Le 10 juin, notre ami Serge Lépine, Maire de Camplong et Vice-Président national du Mouvement d’Organisation et de Défense des Exploitations Familiales (MODEF), a fait une intervention en faveur de la viticulture au Conseil Économique et Social. Intervention qui détonne dans le fond comme dans la forme : moins lisse que ses collègues du syndicalisme dit « majoritaire », il a mis l’accent sur les véritables causes politiques de la crise et a repris à son compte l’exigence d’Etats généraux de la viticulture qu’avait lancé notre camarade Henry Garino l’an passé (cf. son interview sur ce blog) ; plus rugueux et plus authentique qu’un Jean-Michel LeMétayer de la FNSEA (nettement plus à gauche aussi !), il a su mettre en oeuvre ses capacités tribuniciennes au service de sa cause… tant et si bien que la presse l’a dorénavant surnommé « Marcelin-Camplong » ! Voici le contenu de son intervention…

Patric ROUX

 

slepine.jpgConseil Économique et Social

Intervention de Serge LÉPINE au nom du MODEF sur le rapport « La vigne et le vin, un atout pour la France » présenté par Mr J-P BASTIAN.

Monsieur le Président, Mesdames et Messieurs les Conseillers, Chers collègues.

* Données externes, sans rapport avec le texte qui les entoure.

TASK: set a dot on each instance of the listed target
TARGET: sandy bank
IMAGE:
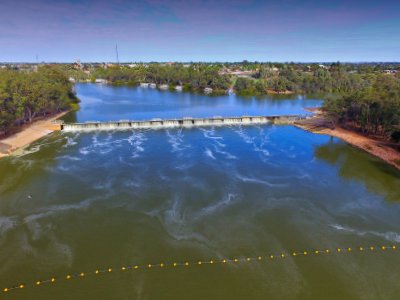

Monsieur le Rapporteur, c’est avec beaucoup d’intérêt que j’ai travaillé sur ce rapport concernant la vigne et le vin : atout pour la France, parce qu’il est selon moi une urgence que le Conseil se penche sur la question de notre viticulture tant la crise qui sévit est vive. Vous le comprendrez aujourd’hui, je m’exprimerai au nom d’une viticulture qui souffre, qui perd en moyenne 1000 € à l’hectare en raison des cours du vin qui sont en chute libre depuis des années. Cette situation est révoltante et insupportable alors que les vignerons veulent vivre dignement du fruit de leur travail, l’Etat Français les laissent tomber et l’Europe leur offre comme porte de sortie un énième plan d’arrachage pendant que les vignerons trinquent la grande distribution s’en met plein les poches, avec des marges sur le vin de 33 à 38 % sans parler des marges arrières. Il est dommage que le rapport et l’avant projet d’avis n’évoquent pas ces questions, je le regrette. S’il y a souvent eu des crises importantes dans son histoire, la crise du phylloxera restant la plus célèbre, la dernière en date désagrège des cadres économiques régionaux jusque là solides et revêt des contours qui en font toute l’originalité : j’entends par là le fait que dans un contexte d’une érosion des parts de marchés à l’exportation, d’un fléchissement de la consommation intérieure, d’un gonflement des stocks suivis d’une diminution des cours, l’extrême libéralisation du marché et le recul de l’intervention publique en font une crise à nulle autre pareille dans l’histoire de cette filière : nous parlons ici d’une crise structurelle.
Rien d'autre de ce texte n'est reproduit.